Though the findings were modest — the kids weren’t that mean or that dumb — it adds to a growing body of scientific research that says spanking really doesn’t have a long-term positive effect on child behaviors and has negative consequences to boot.
The study observed the interaction between parents and their child and compared that to how many times per week the parents reported their children had been spanked by a caregiver. They did this for the subjects at one year, two years and three years.
Being spanked at 1 was associated with aggressive behaviors at 2 and not doing well on cognitive tests at 3. Being spanked more frequently at 2 (three times per week as opposed to 2.6 times per week for the younger ones) didn’t compound the aggressiveness or poor testing.

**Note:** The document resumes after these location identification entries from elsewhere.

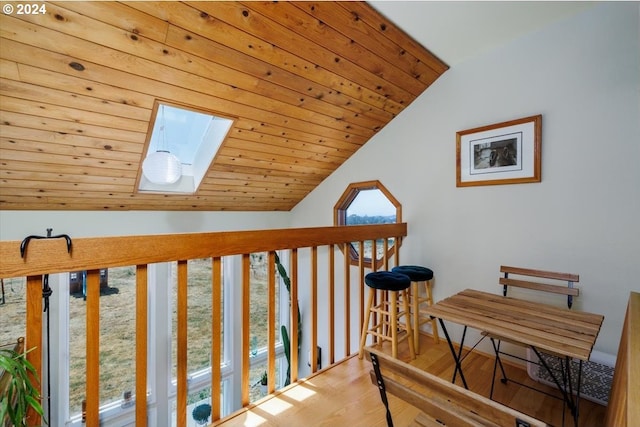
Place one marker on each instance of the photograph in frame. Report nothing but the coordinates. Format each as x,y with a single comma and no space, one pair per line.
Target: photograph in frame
502,153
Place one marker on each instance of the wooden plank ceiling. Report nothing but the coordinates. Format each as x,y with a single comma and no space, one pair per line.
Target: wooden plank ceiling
307,82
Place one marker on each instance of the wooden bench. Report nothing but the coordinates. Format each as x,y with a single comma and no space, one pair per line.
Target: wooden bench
535,280
442,403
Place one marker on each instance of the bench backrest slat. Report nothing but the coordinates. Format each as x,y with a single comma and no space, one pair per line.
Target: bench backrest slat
555,286
442,400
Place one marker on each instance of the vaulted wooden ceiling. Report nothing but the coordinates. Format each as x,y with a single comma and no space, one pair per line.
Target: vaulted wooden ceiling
308,83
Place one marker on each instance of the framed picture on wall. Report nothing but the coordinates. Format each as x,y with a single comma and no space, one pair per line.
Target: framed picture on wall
503,153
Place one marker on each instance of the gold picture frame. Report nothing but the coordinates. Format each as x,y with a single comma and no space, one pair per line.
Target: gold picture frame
502,153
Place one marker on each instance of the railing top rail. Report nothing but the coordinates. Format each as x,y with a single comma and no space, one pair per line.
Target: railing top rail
50,255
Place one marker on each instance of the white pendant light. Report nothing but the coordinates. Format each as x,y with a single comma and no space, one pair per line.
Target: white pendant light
162,167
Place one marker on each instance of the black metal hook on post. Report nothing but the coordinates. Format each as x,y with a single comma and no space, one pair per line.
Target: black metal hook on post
46,293
26,240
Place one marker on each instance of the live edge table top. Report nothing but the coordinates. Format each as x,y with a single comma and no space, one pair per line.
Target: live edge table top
559,330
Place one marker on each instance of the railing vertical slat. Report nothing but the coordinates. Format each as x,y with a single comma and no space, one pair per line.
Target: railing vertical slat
93,348
347,299
294,315
385,256
181,351
141,345
216,332
271,322
34,335
361,283
246,303
314,309
332,311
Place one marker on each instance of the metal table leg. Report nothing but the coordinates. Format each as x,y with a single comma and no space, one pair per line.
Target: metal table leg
456,356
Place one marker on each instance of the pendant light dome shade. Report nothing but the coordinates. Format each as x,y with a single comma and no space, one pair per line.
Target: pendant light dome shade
162,168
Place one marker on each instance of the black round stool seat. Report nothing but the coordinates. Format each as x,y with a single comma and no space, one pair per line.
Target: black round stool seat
415,272
387,281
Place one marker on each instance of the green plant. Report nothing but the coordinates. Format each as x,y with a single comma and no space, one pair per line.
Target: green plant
283,329
18,391
201,413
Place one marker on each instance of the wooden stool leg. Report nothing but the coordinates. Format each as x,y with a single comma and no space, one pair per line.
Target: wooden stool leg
412,351
393,313
415,313
365,324
434,324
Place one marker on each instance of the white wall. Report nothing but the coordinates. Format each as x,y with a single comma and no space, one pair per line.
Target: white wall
16,225
583,76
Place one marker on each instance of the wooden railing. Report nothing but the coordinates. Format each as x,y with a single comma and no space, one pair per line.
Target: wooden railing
47,256
624,401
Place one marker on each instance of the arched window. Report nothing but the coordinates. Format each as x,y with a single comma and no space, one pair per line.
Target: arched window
368,203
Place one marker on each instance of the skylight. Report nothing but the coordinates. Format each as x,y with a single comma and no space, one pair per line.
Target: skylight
193,137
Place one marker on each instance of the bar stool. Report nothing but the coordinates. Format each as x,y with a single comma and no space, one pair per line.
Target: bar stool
418,275
387,326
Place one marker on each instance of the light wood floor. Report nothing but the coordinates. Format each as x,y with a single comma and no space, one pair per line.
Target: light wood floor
344,396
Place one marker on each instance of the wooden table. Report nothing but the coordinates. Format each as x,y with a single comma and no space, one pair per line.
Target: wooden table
542,327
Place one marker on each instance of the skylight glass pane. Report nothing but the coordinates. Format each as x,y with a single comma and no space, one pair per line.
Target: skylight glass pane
193,137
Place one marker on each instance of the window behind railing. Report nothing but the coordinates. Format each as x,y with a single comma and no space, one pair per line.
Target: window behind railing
128,318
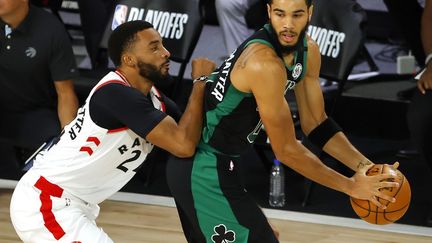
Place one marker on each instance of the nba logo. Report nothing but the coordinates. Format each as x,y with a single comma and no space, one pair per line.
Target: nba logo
119,16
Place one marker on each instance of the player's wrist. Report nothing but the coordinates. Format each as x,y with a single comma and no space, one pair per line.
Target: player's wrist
428,60
202,78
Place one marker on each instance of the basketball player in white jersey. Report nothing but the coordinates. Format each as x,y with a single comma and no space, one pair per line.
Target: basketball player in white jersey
102,148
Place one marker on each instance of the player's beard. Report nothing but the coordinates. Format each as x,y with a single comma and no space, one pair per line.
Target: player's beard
151,72
289,49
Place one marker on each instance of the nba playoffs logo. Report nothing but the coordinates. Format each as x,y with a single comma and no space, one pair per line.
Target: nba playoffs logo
297,70
119,16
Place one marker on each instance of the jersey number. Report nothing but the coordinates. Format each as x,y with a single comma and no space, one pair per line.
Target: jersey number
136,155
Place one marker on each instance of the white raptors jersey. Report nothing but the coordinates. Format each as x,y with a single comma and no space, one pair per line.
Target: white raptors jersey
91,162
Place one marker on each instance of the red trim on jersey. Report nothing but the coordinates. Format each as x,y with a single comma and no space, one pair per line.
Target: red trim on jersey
94,140
158,94
47,190
118,129
86,149
111,82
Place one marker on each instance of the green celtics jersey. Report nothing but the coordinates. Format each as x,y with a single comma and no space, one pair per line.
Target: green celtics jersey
232,120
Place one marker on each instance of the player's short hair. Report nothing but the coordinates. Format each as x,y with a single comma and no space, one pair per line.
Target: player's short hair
123,37
308,2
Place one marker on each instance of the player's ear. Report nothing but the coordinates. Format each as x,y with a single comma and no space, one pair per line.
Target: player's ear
128,60
310,12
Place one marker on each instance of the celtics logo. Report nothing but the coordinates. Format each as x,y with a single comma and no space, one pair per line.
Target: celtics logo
222,235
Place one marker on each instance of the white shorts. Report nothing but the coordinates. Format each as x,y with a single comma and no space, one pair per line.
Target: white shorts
42,212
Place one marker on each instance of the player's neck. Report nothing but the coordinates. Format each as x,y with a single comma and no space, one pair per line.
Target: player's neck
136,80
17,16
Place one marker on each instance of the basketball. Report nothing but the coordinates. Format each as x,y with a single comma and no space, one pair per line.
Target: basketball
394,211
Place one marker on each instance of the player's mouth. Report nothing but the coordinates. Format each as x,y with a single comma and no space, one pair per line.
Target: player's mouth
287,37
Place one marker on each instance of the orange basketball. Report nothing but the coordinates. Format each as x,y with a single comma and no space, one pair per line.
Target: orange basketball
394,211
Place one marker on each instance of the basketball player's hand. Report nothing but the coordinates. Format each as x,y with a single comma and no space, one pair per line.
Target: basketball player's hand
425,81
202,67
367,187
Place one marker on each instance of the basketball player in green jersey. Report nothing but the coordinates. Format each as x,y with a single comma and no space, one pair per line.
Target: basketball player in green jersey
245,93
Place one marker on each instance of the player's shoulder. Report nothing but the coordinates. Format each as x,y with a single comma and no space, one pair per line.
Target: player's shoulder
260,57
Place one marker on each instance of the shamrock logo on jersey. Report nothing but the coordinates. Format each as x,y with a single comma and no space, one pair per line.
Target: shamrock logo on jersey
222,235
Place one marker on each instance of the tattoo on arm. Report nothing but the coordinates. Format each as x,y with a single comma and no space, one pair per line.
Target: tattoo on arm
363,164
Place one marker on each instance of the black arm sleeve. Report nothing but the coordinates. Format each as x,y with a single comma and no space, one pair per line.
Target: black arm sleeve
171,108
114,106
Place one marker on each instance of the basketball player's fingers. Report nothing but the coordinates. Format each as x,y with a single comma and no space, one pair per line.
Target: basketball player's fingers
387,177
364,169
388,184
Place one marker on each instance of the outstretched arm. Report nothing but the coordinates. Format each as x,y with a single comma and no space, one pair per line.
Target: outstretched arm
181,139
67,101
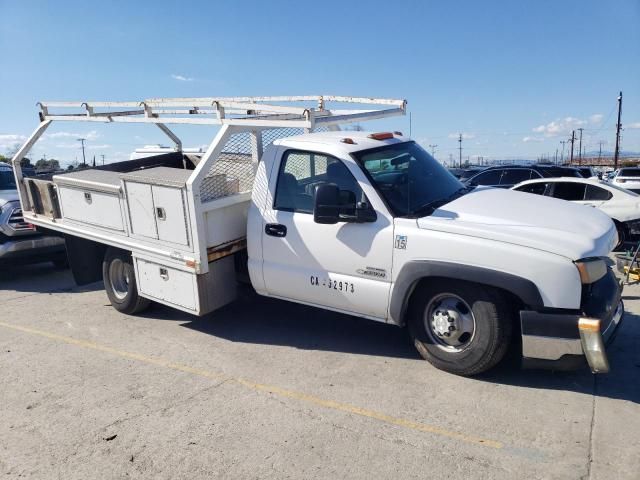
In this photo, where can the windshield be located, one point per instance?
(410, 180)
(7, 180)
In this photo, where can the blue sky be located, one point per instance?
(513, 77)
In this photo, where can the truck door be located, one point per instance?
(345, 266)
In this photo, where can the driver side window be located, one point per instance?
(301, 172)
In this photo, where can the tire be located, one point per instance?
(476, 318)
(120, 282)
(623, 235)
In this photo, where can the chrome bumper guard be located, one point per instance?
(558, 340)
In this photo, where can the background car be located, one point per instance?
(620, 204)
(456, 172)
(588, 172)
(627, 178)
(508, 176)
(19, 240)
(469, 172)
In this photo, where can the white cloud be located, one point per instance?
(10, 141)
(465, 136)
(181, 78)
(560, 126)
(596, 118)
(89, 136)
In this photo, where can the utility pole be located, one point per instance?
(84, 160)
(600, 152)
(580, 147)
(572, 140)
(618, 127)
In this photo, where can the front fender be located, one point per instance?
(413, 271)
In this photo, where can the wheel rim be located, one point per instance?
(449, 322)
(119, 279)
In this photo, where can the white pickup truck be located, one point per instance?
(367, 224)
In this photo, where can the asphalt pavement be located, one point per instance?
(268, 389)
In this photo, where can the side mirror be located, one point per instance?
(332, 205)
(326, 204)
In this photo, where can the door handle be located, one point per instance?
(275, 230)
(164, 274)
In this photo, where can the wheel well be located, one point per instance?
(513, 300)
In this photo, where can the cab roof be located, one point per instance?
(361, 140)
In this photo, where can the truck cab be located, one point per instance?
(369, 224)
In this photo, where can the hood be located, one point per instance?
(556, 226)
(8, 196)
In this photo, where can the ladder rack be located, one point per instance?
(307, 112)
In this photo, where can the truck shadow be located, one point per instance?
(622, 382)
(39, 278)
(265, 321)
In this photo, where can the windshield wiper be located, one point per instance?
(430, 207)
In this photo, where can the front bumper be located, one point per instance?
(27, 248)
(562, 340)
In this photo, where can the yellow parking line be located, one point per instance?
(303, 397)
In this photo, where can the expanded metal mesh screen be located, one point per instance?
(234, 170)
(270, 136)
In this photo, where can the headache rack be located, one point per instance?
(219, 178)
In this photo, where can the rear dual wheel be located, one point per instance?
(120, 282)
(460, 327)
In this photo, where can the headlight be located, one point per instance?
(591, 269)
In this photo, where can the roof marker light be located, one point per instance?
(381, 136)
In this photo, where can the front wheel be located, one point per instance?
(120, 282)
(623, 235)
(460, 327)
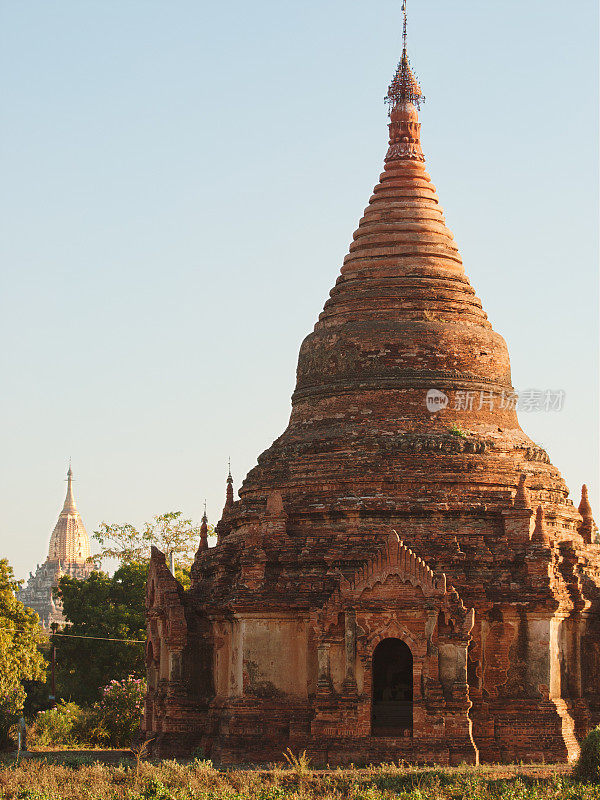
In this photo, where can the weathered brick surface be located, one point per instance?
(494, 587)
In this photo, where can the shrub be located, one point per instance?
(588, 765)
(57, 726)
(109, 723)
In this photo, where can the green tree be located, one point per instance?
(20, 658)
(104, 607)
(108, 607)
(170, 532)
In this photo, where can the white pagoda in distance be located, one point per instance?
(68, 554)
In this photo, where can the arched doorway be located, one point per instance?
(392, 688)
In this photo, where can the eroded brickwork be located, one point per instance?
(491, 598)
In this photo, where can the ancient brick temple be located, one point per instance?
(404, 574)
(68, 552)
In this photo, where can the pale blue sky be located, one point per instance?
(180, 183)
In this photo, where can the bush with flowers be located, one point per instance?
(111, 722)
(119, 713)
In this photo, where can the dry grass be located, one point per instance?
(46, 778)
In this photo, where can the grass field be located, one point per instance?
(77, 776)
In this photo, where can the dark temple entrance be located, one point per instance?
(392, 688)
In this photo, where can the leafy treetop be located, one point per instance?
(170, 532)
(20, 658)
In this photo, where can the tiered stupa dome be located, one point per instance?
(404, 575)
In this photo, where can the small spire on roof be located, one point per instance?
(229, 493)
(521, 499)
(540, 534)
(587, 528)
(404, 87)
(204, 531)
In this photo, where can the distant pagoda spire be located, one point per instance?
(229, 492)
(404, 87)
(69, 542)
(69, 504)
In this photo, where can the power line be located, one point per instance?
(76, 636)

(It’s hard to believe is that people spank one-year-olds!)
Verbal punishment didn’t have the same effect, even if the caregiver yelled, scolded or said mean things to the kids, as long as the caregiver was otherwise loving and attentive.
The 2,500 research subjects were all low-income and white, Hispanic or black. Researchers focused on low-income families, a demographic where spanking is “cultural normative,” to detect a lesser effect of spanking on the child, which they did not find.
What’s your take on spanking? If you look at the research, there’s just nothing there to support it as a long-term behavior modifier. So why do people still do it? At the same time, if parents were spanked as kids and never experienced other ways to solve problems or deal with conflict, of course spanking is their discipline of choice.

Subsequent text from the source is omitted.